The Senators’ letter notes that the upcoming climate summit in Paris offers a “timely opportunity” to reform the federal coal program, the source of 40% of US coal production:
“Finally, as the United States prepares for the upcoming Paris session of the Conference of the Parties to the 1992 United Nations Framework Convention on Climate Change, the Department has a timely opportunity to take further steps to reform its coal program.
“The United States should seize the opportunity to strengthen its ability to meet its Intended Nationally Determined Contribution by committing to reduce carbon emissions from publicly owned coal managed by the Department.”
Senator Markey, one of the Senators that joined the letter and a long time leader on climate change issues, called the federal coal program a “de-facto subsidy” that could undermine US efforts to reduce carbon pollution, adding, “As world leaders prepare to meet in Paris to forge the next international climate agreement, we need to make sure that we are not subsidizing coal companies to mine this coal and export increasing quantities of it abroad, where it will be burned to worsen climate change.”
Concerns about coal extraction have also been raised by communities most vulnerable to the impacts of climate change, with the President of Kiribati, a low-lying island nation in the Pacific, writing to world leaders including President Obama to urge a global moratorium on new coal mines and coal mine expansions.
Action on coal: consumption and/or production?
A recent front page story in the Washington Post detailed how the US exports its greenhouse-gas emissions as coal, despite President Obama’s efforts to build international support for a strong global climate deal in Paris later this year.
A former director of the Bureau of Land Management, the Interior Department agency that manages publicly owned coal, told the Post: “It erases everything the Obama administration is trying to do. The president is trying to reduce the use of coal, and these programs are going the opposite way. It doesn’t make any sense.”
The Obama administration has been slow to recognize the role of reducing fossil fuel extraction, including subsidized sales of publicly owned coal, as a key component of addressing climate change.
A new report from the Stockholm Environment Institute shows how this sort of oversight, and policymakers’ tendency to use only policies that reduce fossil fuel consumption (such as investments in renewable energy and closing coal-fired power plants) can lead to “unintended negative effects”.
So what about production?
“As carbon pricing or regulation reduces domestic demand for fossil fuels, producers may find new markets (without such constraints) internationally, as producers of coal from the Powder River Basin in the U.S. have sought amid a declining domestic market.”
The report argues that reducing coal production and other kinds of “supply-side climate policies” can allow “greater emission reductions at the same (or lower) cost than demand-side policies alone,” address problems like leakage from coal exports, and other benefits.
There’s some evidence that the Obama administration is beginning to recognize that selling publicly owned coal at subsidized rates is inconsistent with efforts to address climate change.

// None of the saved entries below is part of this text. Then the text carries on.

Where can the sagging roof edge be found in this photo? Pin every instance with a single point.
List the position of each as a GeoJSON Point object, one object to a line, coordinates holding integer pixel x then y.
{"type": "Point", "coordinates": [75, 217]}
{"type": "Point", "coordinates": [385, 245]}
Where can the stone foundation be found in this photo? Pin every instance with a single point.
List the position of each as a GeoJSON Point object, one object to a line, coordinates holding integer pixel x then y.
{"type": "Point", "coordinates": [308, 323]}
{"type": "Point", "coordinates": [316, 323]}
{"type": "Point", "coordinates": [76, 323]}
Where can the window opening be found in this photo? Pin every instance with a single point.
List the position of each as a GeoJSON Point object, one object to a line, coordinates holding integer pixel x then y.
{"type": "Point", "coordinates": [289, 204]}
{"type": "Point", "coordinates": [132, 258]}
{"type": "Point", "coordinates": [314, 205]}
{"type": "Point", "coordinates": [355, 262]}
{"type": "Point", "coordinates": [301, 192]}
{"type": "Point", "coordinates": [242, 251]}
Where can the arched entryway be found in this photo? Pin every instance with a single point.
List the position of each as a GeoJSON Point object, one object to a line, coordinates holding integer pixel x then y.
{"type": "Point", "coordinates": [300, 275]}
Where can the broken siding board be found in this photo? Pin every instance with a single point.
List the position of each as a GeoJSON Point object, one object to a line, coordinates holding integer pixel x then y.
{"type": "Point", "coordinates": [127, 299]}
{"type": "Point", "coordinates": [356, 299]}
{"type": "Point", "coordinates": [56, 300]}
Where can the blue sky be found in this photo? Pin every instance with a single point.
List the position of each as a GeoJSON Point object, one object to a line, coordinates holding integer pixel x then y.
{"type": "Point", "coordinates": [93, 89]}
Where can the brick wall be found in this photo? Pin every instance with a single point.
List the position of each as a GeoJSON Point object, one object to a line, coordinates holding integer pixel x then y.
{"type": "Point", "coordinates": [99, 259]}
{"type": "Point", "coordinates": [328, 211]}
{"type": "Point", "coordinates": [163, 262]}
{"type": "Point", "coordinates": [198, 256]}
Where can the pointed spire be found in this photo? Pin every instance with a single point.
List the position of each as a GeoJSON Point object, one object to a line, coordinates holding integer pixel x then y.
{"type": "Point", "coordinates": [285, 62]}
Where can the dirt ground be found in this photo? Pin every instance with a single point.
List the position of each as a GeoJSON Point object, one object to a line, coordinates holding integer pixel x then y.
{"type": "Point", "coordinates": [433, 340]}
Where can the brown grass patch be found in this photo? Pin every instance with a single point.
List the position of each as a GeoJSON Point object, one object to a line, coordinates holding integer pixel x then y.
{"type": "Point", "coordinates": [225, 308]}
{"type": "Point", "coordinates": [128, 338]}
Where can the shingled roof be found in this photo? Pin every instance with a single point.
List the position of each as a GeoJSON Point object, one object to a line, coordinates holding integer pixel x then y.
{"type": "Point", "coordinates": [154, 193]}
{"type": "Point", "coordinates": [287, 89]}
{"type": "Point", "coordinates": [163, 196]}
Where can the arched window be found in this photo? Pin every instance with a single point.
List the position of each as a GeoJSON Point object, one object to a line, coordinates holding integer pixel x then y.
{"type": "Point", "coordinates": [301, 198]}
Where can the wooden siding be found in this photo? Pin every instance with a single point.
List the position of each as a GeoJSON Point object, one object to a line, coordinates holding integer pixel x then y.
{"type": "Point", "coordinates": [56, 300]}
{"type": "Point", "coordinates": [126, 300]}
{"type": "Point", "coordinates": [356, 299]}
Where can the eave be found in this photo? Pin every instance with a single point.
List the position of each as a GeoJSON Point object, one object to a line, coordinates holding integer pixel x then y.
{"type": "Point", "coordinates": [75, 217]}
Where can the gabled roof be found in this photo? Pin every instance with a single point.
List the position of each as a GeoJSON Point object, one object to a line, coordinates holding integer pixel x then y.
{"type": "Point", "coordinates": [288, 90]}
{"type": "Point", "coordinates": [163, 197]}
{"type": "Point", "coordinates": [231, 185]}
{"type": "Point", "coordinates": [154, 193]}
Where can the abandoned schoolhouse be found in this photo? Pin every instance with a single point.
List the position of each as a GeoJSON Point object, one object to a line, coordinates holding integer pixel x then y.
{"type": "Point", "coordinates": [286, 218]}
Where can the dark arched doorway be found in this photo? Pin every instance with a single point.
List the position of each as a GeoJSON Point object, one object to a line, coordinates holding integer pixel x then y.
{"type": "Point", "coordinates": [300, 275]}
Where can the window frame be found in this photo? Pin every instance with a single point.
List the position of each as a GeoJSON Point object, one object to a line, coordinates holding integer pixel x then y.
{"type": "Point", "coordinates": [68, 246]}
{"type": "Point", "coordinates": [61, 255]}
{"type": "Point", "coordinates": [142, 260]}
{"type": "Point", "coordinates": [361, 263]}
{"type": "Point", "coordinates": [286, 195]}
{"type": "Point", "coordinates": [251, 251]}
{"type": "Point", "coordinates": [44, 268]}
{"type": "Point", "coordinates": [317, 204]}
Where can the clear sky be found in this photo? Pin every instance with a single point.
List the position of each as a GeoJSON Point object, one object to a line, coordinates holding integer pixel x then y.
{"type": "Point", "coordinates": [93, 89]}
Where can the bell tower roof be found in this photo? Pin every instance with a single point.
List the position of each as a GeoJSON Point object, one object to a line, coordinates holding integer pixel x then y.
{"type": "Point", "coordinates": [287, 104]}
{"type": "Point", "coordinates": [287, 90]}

The Washington Post noted that “administration officials acknowledge the policy dissonance,” and earlier this year, Secretary Jewell called for an “honest and open conversation about modernizing the federal coal program,” and asked, “How do we manage the program in a way that is consistent with our climate change objectives?”
The Obama administration has not yet taken concrete steps to address the climate impacts of the federal coal program.